Home loan enquiries surge amid rate cuts, first-home incentives and refinancing activity
Mortgage demand has reached its highest level in three years, supported by lower interest rates, government support for first-home buyers and escalating rents, according to new data.
Equifax’s Consumer Market Pulse for December 2025 showed overall home loan enquiries were 18% higher than in the same month a year earlier, marking the strongest December increase since 2022.
The major banks captured the bulk of new mortgage enquiries, while refinancing accounted for more than one-third of total demand.
Queensland, Western Australia and New South Wales recorded the sharpest increase in enquiries in December, indicating heightened activity in those housing markets.
“The momentum shows first-home buyers rushing to utilise the deposit scheme, however this trend will likely be sensitive to the cash rate in 2026,” said Kevin James (pictured right), chief solutions officer at Equifax.
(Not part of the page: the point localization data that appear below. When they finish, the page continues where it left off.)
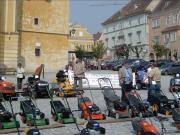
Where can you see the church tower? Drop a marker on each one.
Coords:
(34, 32)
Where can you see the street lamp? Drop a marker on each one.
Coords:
(73, 31)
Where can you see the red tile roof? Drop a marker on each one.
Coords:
(133, 7)
(167, 4)
(97, 36)
(173, 28)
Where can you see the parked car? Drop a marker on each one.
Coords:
(163, 62)
(170, 68)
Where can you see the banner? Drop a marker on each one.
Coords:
(93, 77)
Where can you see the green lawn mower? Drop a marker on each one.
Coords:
(60, 113)
(31, 114)
(6, 119)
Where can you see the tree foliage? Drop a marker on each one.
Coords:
(98, 50)
(137, 50)
(80, 53)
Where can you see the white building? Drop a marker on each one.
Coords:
(130, 27)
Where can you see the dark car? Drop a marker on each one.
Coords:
(38, 88)
(134, 63)
(163, 62)
(170, 68)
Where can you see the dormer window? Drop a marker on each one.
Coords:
(36, 21)
(167, 3)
“If rates hold or drop, we could expect this energy to carry well into 2026, however, any rate hikes could see this stalled. With 36% of all mortgage demand in December 2025 driven by refinancing, it is a good indication that existing borrowers are aggressively hunting for value.
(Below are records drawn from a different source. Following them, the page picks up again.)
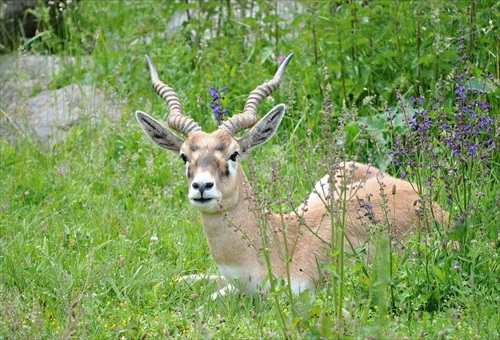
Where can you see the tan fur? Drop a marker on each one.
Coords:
(234, 235)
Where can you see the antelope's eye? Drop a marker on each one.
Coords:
(183, 157)
(234, 156)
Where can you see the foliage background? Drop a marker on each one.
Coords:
(95, 231)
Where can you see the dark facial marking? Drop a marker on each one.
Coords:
(224, 172)
(221, 147)
(205, 161)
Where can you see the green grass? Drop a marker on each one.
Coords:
(77, 219)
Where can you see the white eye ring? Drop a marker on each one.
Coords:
(234, 156)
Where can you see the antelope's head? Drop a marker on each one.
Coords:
(212, 159)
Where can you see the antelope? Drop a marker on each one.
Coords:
(220, 191)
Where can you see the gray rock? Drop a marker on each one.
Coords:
(29, 107)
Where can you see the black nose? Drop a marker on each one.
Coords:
(202, 186)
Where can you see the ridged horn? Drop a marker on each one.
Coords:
(249, 116)
(176, 118)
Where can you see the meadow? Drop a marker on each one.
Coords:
(96, 230)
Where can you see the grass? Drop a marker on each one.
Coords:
(95, 231)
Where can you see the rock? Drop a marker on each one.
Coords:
(30, 107)
(17, 18)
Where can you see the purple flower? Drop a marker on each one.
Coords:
(473, 149)
(216, 104)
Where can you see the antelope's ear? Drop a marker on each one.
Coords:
(158, 133)
(263, 130)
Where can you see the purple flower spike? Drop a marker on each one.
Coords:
(216, 104)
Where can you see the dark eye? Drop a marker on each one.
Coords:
(183, 157)
(234, 156)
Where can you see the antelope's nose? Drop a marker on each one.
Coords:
(202, 186)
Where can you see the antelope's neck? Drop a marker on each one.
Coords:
(234, 233)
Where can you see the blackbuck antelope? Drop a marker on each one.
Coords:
(220, 190)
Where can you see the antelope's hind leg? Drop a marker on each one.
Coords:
(223, 286)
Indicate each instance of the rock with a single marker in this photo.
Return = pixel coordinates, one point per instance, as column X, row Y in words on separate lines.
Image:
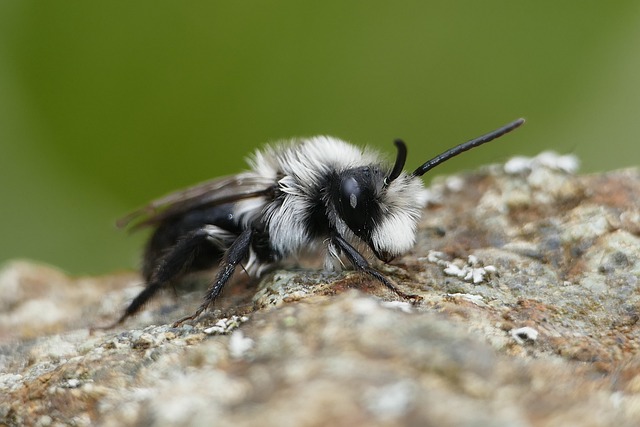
column 530, row 317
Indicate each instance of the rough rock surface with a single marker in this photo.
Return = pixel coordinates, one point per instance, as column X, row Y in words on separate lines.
column 530, row 278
“This activity could suggest that mortgage holders are acting now to protect themselves against any potential cash rate uncertainty as we move further into 2026.”
The data also pointed to rising use of unsecured credit. Equifax reported that demand for personal loans and credit cards is now at its highest point in three years.
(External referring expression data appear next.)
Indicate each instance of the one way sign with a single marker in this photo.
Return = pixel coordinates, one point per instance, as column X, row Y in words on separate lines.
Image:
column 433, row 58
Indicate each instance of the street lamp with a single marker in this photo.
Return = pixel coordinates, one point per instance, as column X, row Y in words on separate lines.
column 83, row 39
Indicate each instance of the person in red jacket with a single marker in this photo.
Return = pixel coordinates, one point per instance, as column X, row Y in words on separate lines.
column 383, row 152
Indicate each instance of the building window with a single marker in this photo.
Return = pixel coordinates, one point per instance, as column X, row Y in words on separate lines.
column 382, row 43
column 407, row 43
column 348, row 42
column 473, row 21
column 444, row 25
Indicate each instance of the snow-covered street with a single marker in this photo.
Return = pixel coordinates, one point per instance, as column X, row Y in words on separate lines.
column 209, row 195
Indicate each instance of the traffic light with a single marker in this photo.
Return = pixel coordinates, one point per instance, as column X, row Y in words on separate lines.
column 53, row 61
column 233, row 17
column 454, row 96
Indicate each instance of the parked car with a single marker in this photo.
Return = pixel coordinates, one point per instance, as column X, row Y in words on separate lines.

“With demand (for personal loans) up 10.4% year-on-year, alongside a significant 15.3% surge in credit card enquiries, it’s clear that Australian households were actively seeking credit to manage the holiday season,” James said. “This isn’t just about accessing new funds — it represents a deeper consumer reliance on credit.”
Bank transaction analysis by Equifax, comparing October 2025 with October 2024, found the average amount spent on credit card repayments had risen by 35%.
“To me, this signals that consumers aren’t just opening these accounts for a rainy day, they are leaning on credit to bridge gaps in their daily cash flow,” James said.